You cannot have a legal separation in Florida, but you can have a trial separation. In this case, you and your spouse will agree to live in separate residences before you involve the court in the process. If you and your spouse can agree, you may decide when to end the trial separation, child custody, and support of the children. You can even put this agreement in writing if this would cause you to be more comfortable with the arrangement.

Sometimes, the trial separation is enough to help couples work out their differences. If not, either spouse may petition the court for a divorce.

What Are the Requirements for Filing for Divorce in Florida?

You may file for divorce in Florida if you have been a resident in the state for at least six months. Either you or your spouse must reside in Florida to file for a divorce in the state.

Because Florida is a no-fault state, you do not have to prove that your spouse engaged in bad behavior during the marriage before you can file for divorce. All that either one of you has to state is that your marriage is “irretrievably broken.” Fault will not enter into the proceedings during the divorce hearing, but it may enter during the child custody or alimony hearing.

Contested vs. Uncontested Divorce in Florida

Your divorce will either be a contested divorce or an uncontested divorce.

The Uncontested Divorce

In an uncontested divorce, you and your spouse agree on how you will divide marital property and marital debts, and you also agree on custody of your children and child support.
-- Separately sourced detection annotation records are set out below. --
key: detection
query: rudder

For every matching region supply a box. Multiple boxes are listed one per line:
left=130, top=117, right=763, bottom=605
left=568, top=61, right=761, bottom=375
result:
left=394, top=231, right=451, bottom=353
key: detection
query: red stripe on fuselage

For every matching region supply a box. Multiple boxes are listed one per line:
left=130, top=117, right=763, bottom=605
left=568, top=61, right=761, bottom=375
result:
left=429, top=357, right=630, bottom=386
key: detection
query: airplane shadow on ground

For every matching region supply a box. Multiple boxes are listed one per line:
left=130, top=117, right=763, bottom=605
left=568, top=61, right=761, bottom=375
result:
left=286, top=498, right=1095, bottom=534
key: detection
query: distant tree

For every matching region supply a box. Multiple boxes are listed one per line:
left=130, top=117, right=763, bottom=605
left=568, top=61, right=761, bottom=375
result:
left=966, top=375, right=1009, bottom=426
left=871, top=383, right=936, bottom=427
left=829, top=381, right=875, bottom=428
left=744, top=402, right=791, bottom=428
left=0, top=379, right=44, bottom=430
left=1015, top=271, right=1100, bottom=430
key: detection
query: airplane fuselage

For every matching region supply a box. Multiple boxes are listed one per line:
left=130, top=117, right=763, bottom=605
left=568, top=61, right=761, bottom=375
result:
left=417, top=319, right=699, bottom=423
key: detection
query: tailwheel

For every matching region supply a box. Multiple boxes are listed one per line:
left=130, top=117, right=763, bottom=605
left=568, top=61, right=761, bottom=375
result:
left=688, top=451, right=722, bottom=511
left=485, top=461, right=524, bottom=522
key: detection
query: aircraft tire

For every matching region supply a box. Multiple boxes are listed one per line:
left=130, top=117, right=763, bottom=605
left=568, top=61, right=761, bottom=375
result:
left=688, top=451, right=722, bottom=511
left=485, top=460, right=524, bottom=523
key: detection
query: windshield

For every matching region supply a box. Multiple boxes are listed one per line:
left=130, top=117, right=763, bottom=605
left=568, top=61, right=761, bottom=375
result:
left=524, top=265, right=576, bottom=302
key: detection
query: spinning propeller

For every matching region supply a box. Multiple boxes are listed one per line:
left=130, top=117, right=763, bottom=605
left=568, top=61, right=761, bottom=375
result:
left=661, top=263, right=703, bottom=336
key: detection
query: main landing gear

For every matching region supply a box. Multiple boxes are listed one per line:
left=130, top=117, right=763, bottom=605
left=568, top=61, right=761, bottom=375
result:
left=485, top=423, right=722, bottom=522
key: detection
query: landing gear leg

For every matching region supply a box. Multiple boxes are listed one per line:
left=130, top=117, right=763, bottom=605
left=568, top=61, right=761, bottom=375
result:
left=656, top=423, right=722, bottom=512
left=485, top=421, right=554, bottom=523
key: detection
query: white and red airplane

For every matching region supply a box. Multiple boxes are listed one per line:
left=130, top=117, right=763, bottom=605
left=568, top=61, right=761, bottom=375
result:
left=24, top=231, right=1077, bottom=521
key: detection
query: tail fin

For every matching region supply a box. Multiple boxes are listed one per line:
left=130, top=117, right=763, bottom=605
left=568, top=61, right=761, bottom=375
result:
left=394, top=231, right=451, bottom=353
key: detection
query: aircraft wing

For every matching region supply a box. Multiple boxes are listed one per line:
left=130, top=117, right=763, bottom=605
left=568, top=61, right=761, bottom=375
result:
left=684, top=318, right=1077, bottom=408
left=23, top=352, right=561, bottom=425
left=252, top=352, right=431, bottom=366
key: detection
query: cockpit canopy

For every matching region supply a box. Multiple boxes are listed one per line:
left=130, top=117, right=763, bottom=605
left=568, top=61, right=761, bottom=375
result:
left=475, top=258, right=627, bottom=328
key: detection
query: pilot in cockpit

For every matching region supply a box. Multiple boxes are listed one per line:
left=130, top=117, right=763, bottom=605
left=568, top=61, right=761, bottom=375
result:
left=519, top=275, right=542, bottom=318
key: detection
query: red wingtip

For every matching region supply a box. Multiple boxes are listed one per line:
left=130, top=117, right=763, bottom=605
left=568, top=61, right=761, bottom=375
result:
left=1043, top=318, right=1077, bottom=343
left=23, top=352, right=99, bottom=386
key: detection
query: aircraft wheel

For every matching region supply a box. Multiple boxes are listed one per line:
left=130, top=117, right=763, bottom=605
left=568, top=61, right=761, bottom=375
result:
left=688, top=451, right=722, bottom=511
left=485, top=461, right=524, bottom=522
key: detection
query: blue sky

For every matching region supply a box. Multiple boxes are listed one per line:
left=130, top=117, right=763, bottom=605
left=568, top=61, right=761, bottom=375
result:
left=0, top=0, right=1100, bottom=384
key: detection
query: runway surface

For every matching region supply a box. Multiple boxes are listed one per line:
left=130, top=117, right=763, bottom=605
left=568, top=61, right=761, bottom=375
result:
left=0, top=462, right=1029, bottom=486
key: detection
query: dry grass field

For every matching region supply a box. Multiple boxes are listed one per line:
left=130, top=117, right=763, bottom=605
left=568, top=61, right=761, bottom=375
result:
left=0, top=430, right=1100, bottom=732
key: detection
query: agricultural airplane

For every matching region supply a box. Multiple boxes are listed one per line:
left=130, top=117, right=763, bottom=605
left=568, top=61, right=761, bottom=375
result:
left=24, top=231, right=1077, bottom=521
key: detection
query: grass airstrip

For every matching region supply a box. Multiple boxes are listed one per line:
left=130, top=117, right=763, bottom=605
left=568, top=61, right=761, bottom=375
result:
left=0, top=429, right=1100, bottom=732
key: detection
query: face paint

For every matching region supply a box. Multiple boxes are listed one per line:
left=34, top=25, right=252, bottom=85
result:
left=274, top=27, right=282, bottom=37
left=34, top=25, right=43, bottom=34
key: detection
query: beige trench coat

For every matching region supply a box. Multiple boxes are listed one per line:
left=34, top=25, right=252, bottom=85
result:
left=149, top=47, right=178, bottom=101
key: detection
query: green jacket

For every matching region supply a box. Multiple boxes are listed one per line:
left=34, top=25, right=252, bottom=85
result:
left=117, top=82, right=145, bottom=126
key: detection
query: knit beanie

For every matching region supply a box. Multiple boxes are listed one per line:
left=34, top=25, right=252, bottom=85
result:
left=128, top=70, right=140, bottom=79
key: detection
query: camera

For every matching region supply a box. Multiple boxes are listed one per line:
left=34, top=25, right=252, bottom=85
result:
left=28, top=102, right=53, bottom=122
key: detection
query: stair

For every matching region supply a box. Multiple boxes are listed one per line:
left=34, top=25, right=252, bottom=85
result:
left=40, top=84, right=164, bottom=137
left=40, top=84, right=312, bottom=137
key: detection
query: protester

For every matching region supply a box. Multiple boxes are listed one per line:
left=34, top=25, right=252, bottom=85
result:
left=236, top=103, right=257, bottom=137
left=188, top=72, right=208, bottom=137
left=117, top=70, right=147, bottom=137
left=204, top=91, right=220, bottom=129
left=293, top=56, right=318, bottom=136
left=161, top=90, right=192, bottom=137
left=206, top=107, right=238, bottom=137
You and your spouse must submit a financial affidavit within 45 days of being served with your divorce papers. This is required even if you and your spouse do not have any marital assets. The process ends after you and your spouse attend a final divorce hearing.

The Contested Divorce

A contested divorce is one in which you and your spouse are incapable of agreeing on your marital assets and debts and child custody and support. If you are going to be the one filing for divorce, you will be the “petitioner.” You will file for divorce with the clerk of court so that your spouse can be served with divorce papers. Your spouse will be the “respondent.”

This type of divorce requires that you attend a trial in front of a judge so that the judge can help you work out your issues. As the petitioner, it will be your responsibility to attend the final trial or hearing.

How Is This Different from Other States?

Some states allow married couples to file for a legal separation. This calls for them to decide the same matters during divorce proceedings, but the couple will remain married.

How Do We Approach Same-Sex Divorces?

Same-sex couples must also petition the court for a divorce in the jurisdiction in which they live. Just like for opposite-sex marriage, at least one member of the same-sex union must have been a resident of the state for at least six months. To file for divorce, a same-sex couple must state that the relationship between the two is irretrievably broken. Therefore, a same-sex marriage is dissolved exactly as marriages between couples of the opposite sex.

If you and your same-sex spouse can agree on all of the issues, you and your spouse may also have an uncontested divorce. If this is not possible for you, you and your spouse can also have a contested divorce. You will appear in front of a judge, and the judge will help you make the decisions concerning your marital property and your children.

What Happens to the Kids?

Whether or not a couple can agree on custody and support of their children, the judge will need to ensure that the arrangements you want to make are in the children’s best interests. If the parents cannot decide on child custody and support, the judge will make the decisions. You will need a child custody attorney if you and your spouse cannot agree on these issues. A child custody attorney can protect your rights as a parent and assist you in making the best decisions for your family.